Claude 3.7 Sonnet is here—here's what we know
Claude 3.7 Sonnet is an LLM that combines both general-purpose and reasoning tasks into a single model to take on the likes of o3, Grok 3, and DeepSeek-R1.
Anthropic has launched Claude 3.7 Sonnet, a new language model that can perform both general and reasoning tasks. The new model comes on the heels of large reasoning models (LRMs) released by OpenAI (o3), Google (Gemini 2.0 Flash Thinking), xAI (Grok 3 Reasoning), and DeepSeek (R1).
What is Claude 3.7 Sonnet?
While other AI labs separate their general-purpose LLMs from their LRMs, Anthropic has decided to ship both into a single model to provide a “seamless experience for users.” Other labs have acknowledged the frustration of having to choose between models, and are aiming to create a seamless experience.
However, it seems that Claude 3.7 Sonnet has merged both capabilities into a single model.
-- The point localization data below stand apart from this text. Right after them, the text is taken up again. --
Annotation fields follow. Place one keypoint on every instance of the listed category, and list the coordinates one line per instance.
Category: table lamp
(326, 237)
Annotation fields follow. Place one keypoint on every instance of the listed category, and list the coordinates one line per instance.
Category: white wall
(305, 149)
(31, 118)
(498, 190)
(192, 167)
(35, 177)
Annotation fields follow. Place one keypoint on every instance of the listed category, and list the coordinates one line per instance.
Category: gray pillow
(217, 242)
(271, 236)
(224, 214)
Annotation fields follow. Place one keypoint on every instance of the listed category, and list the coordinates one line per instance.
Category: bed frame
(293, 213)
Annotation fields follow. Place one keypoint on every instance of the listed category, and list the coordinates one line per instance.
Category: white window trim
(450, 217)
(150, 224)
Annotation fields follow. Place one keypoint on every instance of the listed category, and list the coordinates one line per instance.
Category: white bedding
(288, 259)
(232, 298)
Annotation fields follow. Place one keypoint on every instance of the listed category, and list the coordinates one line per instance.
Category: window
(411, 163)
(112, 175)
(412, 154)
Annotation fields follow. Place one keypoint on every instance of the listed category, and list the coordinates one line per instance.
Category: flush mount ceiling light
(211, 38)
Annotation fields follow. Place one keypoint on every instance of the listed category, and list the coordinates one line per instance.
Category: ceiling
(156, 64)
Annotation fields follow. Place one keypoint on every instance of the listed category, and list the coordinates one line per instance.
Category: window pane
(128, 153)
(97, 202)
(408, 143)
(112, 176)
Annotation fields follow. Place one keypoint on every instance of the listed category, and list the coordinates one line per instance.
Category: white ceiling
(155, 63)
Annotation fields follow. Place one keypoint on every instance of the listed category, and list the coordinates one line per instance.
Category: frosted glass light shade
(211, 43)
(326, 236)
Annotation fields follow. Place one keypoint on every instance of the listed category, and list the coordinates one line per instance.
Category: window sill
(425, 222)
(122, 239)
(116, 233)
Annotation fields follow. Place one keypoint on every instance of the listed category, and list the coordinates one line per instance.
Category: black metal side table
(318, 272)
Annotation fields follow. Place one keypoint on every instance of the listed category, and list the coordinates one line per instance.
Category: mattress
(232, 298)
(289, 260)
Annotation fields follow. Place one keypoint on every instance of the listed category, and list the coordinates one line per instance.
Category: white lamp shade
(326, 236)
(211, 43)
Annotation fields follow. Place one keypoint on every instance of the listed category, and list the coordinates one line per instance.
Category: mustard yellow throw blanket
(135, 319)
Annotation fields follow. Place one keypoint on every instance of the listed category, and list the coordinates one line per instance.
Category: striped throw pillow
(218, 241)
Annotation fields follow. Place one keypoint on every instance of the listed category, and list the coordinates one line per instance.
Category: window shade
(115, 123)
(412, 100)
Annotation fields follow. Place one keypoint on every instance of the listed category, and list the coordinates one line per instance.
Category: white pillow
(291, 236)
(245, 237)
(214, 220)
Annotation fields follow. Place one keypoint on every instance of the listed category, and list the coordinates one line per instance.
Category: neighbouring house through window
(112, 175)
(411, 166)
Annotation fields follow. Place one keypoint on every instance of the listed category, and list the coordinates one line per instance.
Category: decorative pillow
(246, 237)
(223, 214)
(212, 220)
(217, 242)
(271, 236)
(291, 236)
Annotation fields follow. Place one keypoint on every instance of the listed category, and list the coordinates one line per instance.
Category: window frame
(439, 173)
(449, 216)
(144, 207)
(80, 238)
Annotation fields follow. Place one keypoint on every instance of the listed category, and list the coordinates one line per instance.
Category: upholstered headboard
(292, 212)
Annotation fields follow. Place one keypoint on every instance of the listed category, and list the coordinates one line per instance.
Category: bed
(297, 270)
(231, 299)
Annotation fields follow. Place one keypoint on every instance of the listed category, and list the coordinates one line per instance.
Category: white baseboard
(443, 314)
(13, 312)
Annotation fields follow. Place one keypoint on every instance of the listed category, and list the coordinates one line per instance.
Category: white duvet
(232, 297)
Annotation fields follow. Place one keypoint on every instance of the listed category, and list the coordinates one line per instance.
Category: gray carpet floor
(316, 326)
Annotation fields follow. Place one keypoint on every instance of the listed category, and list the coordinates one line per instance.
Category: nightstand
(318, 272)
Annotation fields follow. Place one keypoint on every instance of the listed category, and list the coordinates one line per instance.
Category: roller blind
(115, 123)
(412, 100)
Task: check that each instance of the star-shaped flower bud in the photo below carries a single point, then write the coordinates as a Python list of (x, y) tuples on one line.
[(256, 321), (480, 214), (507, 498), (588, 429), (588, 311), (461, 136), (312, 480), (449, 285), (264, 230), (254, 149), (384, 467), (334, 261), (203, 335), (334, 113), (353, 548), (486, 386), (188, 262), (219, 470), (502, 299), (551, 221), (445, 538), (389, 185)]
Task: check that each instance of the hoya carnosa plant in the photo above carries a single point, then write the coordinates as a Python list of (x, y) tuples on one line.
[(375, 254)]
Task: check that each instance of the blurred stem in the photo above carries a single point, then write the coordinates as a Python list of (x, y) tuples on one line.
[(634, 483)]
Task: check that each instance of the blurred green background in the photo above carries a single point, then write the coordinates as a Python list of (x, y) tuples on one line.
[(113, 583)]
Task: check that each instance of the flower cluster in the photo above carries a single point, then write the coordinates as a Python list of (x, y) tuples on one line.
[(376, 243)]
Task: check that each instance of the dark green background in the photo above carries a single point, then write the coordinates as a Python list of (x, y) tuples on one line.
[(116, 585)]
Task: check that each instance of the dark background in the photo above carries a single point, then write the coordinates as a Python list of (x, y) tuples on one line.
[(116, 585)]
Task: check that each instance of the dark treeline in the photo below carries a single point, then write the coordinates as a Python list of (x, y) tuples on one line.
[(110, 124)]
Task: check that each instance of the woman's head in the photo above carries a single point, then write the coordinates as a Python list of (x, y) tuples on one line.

When using the model, users can turn on the “extended thinking mode,” which causes Claude 3.7 to generate a chain-of-thought (CoT) sequence before giving the final answer, which is equivalent to what LRMs such as o1 and R1 do. According to Anthropic’s blog, “Extended thinking mode isn’t an option that switches to a different model with a separate strategy. Instead, it’s allowing the very same model to give itself more time, and expend more effort, in coming to an answer.”
The company has not shared any details on how it has trained a single model to perform both forms of inference (though there are studies that show it is possible to train models to choose between different inference modes based on the input prompt).
According to Anthropic, Claude will reveal its thought process “in raw form.” This is in contrast to Grok 3 and o3, which show a summarized version of the CoT to prevent competitors from copying their models. (In the blog post, Anthropic has hinted that they might hide the CoT in future versions: “We’ll weigh the pros and cons of revealing the thought process for future releases. In the meantime, the visible thought process in Claude 3.7 Sonnet should be considered a research preview.”)
According to Anthropic’s own experiments, Claude 3.7 outperforms other frontier models in software engineering (SWE-Bench Verified) and user and tool interaction (TAU-Bench), while also scoring near state-of-the-art on other key benchmarks such as MATH, AIME 2024, and MMLU.
Where can you access Claude 3.7 Sonnet?
Like other models from Anthropic, Claude 3.7 Sonnet is not open source and is only available through Anthropic’s servers. You can access it via the Claude chatbot application, where it is available to all tiers, including free users (though free users won’t be able to use the extended thinking mode and only have access to general-purpose features.)
Claude 3.7 Sonnet is also available through Anthropic API, Amazon Bedrock, and Google Vertex AI. Claude 3.7 Sonnet costs $3 per million input tokens and $15 per million output tokens. It is much cheaper than OpenAI o1 but is almost four times as expensive as o3-mini (you can get a huge discount if your application allows you to use prompt caching).
The API allows developers to specify a limit for the reasoning tokens to prevent the model from draining their budget.